I have to want to initiate change. More importantly, I had to get over the hardest obstacle, which was created in my own head. I was filled with self doubt. There are many reasons for this and here are a few I’ve observed through introspection: I’m not good at writing. My subject matter might be boring. What if the content isn’t good? It’s time consuming to research, reflect, write and edit. I could go on and on. Whatever the reason, I feel that you can remove each obstacle in order to create the space for yourself to begin. I’m talking about being intentional about the time to focus on subject and content as well as creating the mental space to give yourself positive thoughts and grace. Here’s a consideration:

It’s not landmines. 

We have to overcome self doubt or fear of failure. Ask yourself – What’s the worst thing that could happen? 

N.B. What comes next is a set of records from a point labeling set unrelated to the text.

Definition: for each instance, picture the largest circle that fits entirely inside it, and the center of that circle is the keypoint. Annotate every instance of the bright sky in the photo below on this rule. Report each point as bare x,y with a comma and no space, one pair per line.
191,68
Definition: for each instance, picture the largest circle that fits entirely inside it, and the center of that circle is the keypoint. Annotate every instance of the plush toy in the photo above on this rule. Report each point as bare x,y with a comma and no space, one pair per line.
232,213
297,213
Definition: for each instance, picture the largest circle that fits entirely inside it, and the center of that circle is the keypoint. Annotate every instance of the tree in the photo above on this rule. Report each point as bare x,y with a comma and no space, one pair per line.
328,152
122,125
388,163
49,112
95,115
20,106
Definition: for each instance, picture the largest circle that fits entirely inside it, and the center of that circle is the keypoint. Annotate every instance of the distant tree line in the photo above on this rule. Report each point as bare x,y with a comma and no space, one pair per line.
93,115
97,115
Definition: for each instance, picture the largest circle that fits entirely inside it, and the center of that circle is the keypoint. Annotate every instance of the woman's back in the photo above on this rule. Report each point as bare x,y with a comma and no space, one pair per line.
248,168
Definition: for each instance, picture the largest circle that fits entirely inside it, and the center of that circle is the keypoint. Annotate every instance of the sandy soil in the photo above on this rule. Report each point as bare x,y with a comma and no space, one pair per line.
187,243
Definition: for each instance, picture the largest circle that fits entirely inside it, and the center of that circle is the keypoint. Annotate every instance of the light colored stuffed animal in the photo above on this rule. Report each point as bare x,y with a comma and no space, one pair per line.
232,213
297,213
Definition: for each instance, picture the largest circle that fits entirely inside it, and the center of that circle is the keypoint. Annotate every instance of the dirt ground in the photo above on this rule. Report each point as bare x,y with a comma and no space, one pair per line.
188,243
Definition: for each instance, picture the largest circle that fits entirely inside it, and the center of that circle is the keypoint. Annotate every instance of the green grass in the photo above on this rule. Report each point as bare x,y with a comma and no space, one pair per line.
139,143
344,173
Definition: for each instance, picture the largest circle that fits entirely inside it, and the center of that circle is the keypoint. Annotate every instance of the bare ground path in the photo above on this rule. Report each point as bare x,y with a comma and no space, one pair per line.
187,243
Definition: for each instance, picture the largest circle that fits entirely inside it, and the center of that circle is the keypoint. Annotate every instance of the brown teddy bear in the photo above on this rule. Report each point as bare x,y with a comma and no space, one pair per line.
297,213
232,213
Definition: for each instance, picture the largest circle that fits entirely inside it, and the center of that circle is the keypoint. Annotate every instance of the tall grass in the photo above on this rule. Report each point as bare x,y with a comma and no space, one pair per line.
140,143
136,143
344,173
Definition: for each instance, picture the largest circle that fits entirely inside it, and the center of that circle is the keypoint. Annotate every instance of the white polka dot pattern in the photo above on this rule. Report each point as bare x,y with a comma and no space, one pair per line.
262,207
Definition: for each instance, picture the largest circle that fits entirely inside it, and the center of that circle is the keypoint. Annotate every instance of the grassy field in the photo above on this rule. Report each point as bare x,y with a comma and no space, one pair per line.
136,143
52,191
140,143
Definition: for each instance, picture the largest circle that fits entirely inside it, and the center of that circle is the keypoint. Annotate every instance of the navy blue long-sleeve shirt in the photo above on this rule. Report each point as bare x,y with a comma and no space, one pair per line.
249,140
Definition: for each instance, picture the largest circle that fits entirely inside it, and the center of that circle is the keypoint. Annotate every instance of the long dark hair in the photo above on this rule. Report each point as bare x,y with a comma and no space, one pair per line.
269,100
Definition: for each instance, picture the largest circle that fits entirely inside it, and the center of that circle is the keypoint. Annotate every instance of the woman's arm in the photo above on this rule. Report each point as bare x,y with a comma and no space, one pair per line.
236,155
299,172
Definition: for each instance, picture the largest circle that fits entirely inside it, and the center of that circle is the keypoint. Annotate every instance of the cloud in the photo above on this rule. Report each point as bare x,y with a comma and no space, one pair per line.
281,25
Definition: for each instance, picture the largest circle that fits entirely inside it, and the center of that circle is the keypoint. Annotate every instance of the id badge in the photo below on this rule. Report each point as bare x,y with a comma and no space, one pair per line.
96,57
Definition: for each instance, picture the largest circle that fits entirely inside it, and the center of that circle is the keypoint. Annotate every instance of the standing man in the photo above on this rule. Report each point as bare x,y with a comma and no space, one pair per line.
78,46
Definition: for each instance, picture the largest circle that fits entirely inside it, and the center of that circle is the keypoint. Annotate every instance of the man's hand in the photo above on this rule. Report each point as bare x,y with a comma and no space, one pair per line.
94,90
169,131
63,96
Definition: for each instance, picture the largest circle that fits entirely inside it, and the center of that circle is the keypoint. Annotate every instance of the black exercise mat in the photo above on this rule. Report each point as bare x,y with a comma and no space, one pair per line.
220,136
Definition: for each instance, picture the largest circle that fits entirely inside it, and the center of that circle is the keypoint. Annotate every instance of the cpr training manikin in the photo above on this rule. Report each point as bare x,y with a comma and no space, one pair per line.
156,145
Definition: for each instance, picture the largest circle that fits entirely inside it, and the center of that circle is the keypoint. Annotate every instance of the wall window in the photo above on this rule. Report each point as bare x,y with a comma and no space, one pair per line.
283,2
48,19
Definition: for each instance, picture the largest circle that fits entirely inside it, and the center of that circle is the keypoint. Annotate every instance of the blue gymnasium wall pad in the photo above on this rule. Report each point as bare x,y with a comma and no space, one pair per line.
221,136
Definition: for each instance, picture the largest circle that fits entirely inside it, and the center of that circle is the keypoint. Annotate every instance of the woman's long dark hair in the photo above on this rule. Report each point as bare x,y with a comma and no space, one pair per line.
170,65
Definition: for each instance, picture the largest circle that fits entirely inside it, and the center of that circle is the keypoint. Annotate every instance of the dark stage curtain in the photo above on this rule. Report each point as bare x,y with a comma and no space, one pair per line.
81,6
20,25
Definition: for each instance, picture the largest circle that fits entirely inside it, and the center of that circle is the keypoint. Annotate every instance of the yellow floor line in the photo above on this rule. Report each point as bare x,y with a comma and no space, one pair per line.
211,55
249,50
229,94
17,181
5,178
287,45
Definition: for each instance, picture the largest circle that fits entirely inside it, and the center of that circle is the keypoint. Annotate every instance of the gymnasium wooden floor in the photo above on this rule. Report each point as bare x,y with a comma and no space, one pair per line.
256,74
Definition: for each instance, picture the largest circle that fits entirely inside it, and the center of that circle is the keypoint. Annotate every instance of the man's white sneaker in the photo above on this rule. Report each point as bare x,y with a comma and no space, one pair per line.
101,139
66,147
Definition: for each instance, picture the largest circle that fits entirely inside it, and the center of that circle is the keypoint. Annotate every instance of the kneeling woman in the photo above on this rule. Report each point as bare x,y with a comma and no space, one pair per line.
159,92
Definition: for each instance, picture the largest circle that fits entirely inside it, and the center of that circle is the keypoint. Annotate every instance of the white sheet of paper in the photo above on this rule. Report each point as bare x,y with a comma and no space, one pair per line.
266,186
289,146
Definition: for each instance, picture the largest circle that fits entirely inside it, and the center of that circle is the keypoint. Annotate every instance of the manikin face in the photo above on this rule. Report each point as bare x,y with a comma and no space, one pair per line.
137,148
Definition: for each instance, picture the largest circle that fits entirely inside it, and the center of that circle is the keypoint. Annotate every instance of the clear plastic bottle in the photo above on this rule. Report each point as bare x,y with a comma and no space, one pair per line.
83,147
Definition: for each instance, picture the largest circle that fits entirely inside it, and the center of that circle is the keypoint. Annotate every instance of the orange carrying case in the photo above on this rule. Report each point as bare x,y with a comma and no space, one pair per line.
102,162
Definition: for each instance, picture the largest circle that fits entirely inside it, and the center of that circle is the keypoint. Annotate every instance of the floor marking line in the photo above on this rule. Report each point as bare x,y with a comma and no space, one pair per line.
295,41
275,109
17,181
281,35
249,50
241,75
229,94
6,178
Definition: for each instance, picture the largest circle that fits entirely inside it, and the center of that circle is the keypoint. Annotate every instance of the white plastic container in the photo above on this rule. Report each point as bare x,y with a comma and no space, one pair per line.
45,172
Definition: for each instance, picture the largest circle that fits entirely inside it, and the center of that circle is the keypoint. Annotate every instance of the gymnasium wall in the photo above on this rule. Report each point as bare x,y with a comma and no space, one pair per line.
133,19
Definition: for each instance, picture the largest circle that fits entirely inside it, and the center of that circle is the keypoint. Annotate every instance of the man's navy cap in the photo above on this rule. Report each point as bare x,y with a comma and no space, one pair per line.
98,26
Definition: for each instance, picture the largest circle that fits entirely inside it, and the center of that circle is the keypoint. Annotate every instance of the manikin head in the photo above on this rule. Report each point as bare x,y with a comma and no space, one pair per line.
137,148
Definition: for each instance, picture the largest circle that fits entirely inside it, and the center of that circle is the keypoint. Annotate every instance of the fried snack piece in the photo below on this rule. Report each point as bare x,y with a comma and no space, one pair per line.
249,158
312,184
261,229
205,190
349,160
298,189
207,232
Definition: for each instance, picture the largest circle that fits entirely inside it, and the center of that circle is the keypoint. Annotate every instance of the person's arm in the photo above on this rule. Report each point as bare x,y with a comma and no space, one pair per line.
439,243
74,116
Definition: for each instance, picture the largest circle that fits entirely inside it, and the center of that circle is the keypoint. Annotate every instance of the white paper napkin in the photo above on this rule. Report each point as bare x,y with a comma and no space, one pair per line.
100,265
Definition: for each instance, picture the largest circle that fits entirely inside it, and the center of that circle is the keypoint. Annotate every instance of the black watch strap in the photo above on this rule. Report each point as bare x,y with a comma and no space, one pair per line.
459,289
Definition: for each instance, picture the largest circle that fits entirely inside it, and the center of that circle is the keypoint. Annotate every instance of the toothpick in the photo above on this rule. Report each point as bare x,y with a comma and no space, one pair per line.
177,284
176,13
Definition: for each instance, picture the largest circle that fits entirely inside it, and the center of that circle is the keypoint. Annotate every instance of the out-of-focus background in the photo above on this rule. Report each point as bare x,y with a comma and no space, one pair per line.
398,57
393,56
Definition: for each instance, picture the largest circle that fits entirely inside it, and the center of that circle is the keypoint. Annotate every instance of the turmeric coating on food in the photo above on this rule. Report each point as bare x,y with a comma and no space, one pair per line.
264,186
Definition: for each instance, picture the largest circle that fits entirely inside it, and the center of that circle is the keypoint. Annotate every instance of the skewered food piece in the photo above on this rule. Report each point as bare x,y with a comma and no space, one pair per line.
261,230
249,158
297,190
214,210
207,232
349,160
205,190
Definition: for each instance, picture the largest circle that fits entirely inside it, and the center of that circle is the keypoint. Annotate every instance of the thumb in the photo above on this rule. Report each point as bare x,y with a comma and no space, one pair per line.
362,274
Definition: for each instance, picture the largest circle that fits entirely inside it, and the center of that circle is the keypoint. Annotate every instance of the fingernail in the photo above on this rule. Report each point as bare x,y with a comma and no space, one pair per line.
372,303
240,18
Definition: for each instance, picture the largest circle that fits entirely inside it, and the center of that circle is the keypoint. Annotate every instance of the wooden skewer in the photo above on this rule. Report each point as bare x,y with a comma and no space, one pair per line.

I was working in an R&D lab with Susie, an exceptionally talented colleague of mine, when we were under the stress of making multiple versions of oatmeal samples for a cereal company’s launch, in a very short timeline. We had made hundreds of variations of dozens of flavors (SKUs) and we were making samples for board approval. Susie told me that she was stressed that we weren’t going to meet deadlines and I looked at her and said, “It’s not landmines”. 

She looked at me quizzically and asked me what I meant.  I flashed back to a time where I was at the end of a 13 year career in the Army. I already had my paperwork in to separate from the military, I had a Fortune 500 company job lined up for me in 60 days, and I thought I’d be easing into civilian life. At the last minute, I was ordered to run landmine training for a National Guard unit who were preparing to deploy to the Middle East. Running the range wasn’t the stressful part, it was that my team and I were responsible for training 140 guardsmen/women on arming, disarming and detonating landmines which contained 25 lbs of explosives. The National Guard are a hybrid of volunteer civilian/soldiers who only wear the uniform and train as an Army soldier for 52 days a year. They barely have enough time to be proficient in their occupational jobs let alone have any level of expertise in handling mines that can blow up tanks. I went on to tell Susie how stressful that two week assignment was and that we had to put this project into perspective; What is the worst thing that could happen and how can we mitigate any potential negative outcomes? Were we potentially going to unalive someone or severely injure anyone if we missed the timeline? Were people’s lives counting on us being absolutely correct in measuring the samples? 

The answers were obviously no. After relaying my landmine story Susie looked at me with a new level of confidence and energy and said, “You’re right, it’s definitely not landmines”. Most things outside of arming, disarming and detonating mines don’t have to be perfect and starting with this mindset can be truly transformative. Throughout our time working together and when things seemed stressful we would turn to each other and say, “We can do this, it’s not landmines”. 

After thinking of all the ways it could go wrong and working to mitigate those negative outcomes you should focus on this question – What happens if I get this right? Think of this in best case scenario terms. Think of the steps it takes to achieve this fantastic outcome and focus on what you need to do or who you need to be in order to make this a reality. Think of the time and energy it’s going to take and commit to what habits or routines support that. 

I would suggest starting small and establishing easy goals that create the routines to build upon. You can always improve or modify as you go. Also, start anywhere in the process that feels right – this often gives you the initial burst of motivation to build on those good habits. 

My goal is to write this in under a thousand words. My goal is to write this in under an hour. My goal is to reflect after releasing this and focus on how I can make this a repeatable process and improve each time. My goal is to be ok with what I just published. 

There you go, I just started my blog.